Christian Magoon believes his firm’s actively managed Amplify CWP Enhanced Dividend Income ETF (DIVO) will provide upside to investors during this volatile and inflationary market backdrop. It’s described as an enhanced dividend income ETF made up of blue-chip dividend payers including Chevron, UnitedHealth, McDonald’s and Visa.
“Those kinds of high quality names… have a built-in hedge, and that hedge is growing their earnings,” the Amplify ETFs CEO told CNBC’s “ETF Edge” Monday. “If we get into a crash scenario, having blue chip companies that are profitable and [have] strong balance sheets, we think will be helpful.”
The Morningstar-rated five star ETF has a dividend income of about 5%, Magoon said.
Meanwhile, over the past five years, DIVO has underperformed the index. And, one ETF expert believes DIVO will face pressure along with the rest of the broader market.
“It’s kept up with the S&P 500 with much lower volatility over the past five years, and I think that really kind of lends that idea of a tactical overlay versus a pure passive writing calls on a broad index,” said ETF Action CEO Mike Akins. “Over time, that type of strategy is going to lose ground significantly to the marketplace because we’re in more up-markets than we are down.”
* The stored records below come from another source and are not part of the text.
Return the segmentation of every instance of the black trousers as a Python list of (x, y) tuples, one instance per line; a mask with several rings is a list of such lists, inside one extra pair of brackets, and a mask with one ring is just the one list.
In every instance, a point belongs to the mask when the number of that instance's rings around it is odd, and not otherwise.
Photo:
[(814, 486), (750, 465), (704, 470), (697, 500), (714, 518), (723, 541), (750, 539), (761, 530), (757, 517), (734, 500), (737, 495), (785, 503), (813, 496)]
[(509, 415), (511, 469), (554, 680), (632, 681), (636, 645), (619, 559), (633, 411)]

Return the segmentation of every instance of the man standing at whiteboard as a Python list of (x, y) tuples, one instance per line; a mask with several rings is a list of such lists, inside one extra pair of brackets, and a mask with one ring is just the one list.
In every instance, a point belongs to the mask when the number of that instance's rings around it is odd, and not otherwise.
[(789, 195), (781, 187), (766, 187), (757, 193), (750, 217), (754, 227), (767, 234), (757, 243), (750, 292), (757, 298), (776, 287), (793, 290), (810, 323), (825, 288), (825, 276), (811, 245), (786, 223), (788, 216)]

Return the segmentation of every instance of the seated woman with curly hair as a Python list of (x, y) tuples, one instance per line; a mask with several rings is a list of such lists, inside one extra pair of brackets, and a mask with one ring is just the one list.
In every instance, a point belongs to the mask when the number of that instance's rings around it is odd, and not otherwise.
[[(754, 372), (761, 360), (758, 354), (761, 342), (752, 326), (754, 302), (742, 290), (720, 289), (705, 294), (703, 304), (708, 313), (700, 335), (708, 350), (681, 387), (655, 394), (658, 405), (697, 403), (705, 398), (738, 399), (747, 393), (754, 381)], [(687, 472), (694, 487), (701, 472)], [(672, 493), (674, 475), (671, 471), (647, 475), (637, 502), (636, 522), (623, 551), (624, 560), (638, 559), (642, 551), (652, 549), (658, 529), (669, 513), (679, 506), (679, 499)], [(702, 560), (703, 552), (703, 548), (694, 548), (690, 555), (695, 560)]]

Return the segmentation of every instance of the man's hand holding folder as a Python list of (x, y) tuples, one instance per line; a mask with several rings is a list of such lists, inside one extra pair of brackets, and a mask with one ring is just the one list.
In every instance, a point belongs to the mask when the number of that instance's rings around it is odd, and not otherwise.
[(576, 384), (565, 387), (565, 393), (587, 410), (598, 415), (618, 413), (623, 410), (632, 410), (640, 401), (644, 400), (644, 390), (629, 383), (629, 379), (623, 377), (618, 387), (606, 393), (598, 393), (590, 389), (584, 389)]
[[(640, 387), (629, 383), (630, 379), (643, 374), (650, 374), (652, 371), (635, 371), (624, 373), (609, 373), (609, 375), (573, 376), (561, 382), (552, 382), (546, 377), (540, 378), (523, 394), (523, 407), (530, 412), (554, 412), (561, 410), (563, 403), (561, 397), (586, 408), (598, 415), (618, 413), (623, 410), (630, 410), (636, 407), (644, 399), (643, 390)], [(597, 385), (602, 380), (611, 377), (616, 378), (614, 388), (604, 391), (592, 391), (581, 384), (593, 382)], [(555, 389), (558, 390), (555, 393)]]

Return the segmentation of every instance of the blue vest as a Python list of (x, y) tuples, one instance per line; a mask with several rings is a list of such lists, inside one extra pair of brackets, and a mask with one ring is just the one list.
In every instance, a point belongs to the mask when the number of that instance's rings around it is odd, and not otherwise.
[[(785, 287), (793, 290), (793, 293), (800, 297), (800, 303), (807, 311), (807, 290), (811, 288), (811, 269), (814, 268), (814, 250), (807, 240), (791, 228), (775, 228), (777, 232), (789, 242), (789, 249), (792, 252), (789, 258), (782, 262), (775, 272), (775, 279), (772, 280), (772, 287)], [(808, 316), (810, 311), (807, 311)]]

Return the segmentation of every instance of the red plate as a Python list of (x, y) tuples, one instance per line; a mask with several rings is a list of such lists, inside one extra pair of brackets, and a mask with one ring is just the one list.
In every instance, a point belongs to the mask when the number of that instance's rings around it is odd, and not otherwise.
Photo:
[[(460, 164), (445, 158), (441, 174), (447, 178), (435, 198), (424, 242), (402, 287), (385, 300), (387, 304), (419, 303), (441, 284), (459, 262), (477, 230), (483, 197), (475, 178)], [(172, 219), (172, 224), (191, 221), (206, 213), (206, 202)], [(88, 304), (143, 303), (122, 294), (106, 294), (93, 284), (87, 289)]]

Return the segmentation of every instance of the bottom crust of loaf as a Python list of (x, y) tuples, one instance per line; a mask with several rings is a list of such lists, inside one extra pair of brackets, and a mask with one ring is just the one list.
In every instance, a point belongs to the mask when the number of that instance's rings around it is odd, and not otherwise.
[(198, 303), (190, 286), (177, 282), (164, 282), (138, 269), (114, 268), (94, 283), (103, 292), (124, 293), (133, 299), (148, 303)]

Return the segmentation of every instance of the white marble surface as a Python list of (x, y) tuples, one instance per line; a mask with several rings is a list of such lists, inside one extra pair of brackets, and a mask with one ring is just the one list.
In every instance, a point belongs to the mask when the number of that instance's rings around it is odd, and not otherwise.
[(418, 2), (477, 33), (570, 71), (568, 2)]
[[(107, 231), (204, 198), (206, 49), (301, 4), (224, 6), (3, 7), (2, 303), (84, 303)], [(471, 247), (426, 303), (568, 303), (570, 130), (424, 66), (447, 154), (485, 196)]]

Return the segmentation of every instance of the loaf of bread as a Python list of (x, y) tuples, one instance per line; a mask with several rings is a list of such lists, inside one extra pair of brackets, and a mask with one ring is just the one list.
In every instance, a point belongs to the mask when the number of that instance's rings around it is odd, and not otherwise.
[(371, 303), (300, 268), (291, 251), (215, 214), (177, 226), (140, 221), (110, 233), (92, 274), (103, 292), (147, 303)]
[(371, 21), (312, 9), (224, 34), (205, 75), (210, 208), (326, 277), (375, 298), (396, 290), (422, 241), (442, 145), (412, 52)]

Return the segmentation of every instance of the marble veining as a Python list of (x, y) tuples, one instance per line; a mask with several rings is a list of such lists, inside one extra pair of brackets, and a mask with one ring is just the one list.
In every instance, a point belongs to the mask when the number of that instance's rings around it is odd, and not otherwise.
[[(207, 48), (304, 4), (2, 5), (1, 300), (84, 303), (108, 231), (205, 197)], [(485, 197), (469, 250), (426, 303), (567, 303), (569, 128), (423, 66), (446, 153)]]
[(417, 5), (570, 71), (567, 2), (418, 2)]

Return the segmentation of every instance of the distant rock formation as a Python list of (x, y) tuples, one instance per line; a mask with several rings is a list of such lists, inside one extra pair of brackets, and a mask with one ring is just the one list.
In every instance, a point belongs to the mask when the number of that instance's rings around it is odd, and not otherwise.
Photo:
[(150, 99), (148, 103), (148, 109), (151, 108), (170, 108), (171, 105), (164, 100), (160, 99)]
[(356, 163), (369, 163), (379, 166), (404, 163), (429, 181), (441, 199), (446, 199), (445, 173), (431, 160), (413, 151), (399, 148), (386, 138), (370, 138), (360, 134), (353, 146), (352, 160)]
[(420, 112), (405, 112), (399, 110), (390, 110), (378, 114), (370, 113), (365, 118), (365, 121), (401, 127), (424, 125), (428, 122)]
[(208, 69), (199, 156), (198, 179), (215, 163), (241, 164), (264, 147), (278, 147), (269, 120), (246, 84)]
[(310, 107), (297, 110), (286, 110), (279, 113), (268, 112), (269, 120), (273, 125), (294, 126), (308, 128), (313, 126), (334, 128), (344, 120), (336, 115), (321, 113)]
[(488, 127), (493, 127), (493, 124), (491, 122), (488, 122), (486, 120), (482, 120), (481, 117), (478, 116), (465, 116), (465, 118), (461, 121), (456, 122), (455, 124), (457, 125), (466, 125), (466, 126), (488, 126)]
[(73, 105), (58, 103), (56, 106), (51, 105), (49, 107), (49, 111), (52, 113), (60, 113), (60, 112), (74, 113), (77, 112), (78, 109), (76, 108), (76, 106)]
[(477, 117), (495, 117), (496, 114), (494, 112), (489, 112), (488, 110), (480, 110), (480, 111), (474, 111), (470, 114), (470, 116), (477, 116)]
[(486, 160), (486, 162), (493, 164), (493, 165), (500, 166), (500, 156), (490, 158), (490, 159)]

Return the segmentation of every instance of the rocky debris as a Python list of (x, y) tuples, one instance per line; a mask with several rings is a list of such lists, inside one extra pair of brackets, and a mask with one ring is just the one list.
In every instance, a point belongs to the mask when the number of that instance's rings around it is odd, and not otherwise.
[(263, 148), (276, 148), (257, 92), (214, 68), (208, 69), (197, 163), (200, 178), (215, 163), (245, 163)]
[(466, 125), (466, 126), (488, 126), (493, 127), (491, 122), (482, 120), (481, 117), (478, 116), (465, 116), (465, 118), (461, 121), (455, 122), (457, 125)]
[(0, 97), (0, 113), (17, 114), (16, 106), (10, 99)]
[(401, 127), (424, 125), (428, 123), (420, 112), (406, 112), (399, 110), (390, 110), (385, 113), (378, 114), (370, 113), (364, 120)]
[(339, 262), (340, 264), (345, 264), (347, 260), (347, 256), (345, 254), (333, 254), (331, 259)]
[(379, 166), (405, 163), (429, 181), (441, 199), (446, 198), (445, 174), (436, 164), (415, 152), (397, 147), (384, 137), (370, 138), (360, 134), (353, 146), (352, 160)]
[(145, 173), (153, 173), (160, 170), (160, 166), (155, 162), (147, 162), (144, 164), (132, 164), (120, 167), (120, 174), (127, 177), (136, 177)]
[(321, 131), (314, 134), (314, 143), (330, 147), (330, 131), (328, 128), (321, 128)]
Akins, who runs a data and analytics research platform, notes alternative strategies such as managed futures are faring well in the volatile market. While many ETFs in the futures space are also holding up nicely, he warns they are typically nearly impossible to time.
“The problem is, is so many of these strategies are used tactically, and as we know, trying to time when these strategies are going to add benefit to your portfolio is extremely difficult,” Akins said.